Die Gezeitenkonzerte kommen gewaltig mit „Sturm und Klang“
Am Dienstagvormittag wurden bei einem Pressegespräch in der Ostfriesischen Landschaft die 32 Gezeitenkonzerte vorgestellt. Und das ist auch gut so! Die Anrufe, wann denn endlich das Programm erscheint, mehren sich. Der offizielle Vorverkauf beginnt am kommenden Montag (27.2. um 09:00 Uhr). Sämtliche Informationen wurden am Mittwoch direkt von der Druckerei bei der Post eingeliefert. Da es sich bei der Menge um Infopost handelt, kann es aber noch bis zum Wochenende dauern, bis die entsprechenden Briefe in den Haushalten eintrudeln.
Wenn Sie also Montag bei uns Ihre Karten bestellen möchten, könnte es also sein, dass auch andere die gleiche Idee haben. Im Landschaftsforum sind alle verfügbaren Kräfte versammelt, um dem Ansturm Stand zu halten. Bitte haben Sie ein wenig Geduld. Erfahrungsgemäß kommt es an den ersten Vorverkaufstagen zu Wartezeiten.
Bei Tee und Krintstuut begrüßte Landschaftspräsident Rico Mecklenburg die anwesenden Pressevertreter und zitierte noch einmal Ministerpräsident Stephan Weil, der im vergangenen Jahr als Schirmherr beim Auftaktkonzert in Emden die Gezeitenkonzerte als neuen Komet am niedersächsischen Festivalhimmel bezeichnet hatte.
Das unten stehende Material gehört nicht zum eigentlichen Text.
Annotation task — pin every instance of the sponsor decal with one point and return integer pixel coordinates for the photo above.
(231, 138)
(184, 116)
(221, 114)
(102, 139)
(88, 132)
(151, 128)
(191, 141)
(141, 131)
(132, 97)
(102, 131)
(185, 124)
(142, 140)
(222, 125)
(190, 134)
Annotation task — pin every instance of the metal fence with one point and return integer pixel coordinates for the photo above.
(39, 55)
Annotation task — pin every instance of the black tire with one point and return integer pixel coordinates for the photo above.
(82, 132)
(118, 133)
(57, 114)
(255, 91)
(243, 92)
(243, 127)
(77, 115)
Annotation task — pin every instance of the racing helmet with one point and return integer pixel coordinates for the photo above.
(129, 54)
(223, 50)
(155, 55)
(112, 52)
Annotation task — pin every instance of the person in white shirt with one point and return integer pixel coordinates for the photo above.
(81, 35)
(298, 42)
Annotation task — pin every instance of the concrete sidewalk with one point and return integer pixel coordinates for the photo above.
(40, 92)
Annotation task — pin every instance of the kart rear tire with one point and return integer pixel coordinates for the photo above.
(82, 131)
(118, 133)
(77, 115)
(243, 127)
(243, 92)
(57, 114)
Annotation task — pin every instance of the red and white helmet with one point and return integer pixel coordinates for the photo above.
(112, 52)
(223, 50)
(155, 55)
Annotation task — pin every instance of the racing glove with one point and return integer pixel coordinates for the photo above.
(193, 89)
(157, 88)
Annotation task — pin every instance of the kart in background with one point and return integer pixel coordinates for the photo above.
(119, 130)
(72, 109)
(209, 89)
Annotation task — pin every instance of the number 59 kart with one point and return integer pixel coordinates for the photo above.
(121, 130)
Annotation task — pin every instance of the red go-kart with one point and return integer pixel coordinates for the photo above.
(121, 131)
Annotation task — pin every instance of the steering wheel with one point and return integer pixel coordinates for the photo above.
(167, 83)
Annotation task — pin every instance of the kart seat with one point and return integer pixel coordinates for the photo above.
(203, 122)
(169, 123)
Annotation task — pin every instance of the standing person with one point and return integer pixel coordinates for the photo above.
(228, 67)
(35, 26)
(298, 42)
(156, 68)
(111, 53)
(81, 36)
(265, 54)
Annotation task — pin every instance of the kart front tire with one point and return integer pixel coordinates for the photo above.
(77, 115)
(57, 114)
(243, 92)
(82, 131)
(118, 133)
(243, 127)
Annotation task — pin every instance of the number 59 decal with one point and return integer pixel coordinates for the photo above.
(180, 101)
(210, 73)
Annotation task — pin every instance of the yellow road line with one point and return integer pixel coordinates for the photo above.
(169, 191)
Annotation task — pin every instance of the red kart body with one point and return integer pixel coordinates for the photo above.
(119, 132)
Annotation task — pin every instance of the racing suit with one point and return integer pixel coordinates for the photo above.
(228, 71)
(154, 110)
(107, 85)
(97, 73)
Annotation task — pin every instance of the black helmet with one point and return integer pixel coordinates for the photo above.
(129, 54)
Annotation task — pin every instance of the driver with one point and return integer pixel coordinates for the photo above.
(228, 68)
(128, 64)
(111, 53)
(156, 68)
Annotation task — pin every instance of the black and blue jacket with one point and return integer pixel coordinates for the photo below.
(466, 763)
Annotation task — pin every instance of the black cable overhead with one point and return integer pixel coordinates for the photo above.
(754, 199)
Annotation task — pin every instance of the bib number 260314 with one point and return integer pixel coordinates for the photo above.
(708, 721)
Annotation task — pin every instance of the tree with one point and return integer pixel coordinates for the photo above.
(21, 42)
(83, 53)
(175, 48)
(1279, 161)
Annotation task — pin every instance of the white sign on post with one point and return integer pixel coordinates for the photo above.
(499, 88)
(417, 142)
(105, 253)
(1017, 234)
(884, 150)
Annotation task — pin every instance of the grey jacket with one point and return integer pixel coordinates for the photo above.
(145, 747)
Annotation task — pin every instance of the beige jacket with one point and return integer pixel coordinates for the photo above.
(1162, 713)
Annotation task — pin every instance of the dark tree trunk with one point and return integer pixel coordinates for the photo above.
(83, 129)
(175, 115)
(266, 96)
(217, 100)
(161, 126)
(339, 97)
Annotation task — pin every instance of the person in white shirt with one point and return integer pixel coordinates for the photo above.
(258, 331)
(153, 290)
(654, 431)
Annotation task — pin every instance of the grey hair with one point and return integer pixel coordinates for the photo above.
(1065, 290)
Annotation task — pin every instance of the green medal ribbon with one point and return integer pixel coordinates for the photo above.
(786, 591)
Zwar werde es vermutlich mit einem Besuch des Festivals nichts, aber die Schirmherrschaft habe er dennoch gerne ein weiteres Mal übernommen.
Matthias Kirschnereit hatte diesen Tag schon länger herbei gesehnt, war es für ihn doch das erste Wiedersehen mit Ostfriesland in diesem Jahr. Voller Elan schaffte er es, fast sämtliche 32 Gezeitenkonzerte eines Wortes zu würdigen. Und wie schon im vergangenen Jahr stellte sich im Anschluss die Frage: Welches der diesjährigen Konzerte möchte ich eigentlich nicht besuchen? Die Vielfalt und die Dichte an Weltstars im kleinen, beschaulichen Ostfriesland sind schon sehr spannend und ziemlich einzigartig.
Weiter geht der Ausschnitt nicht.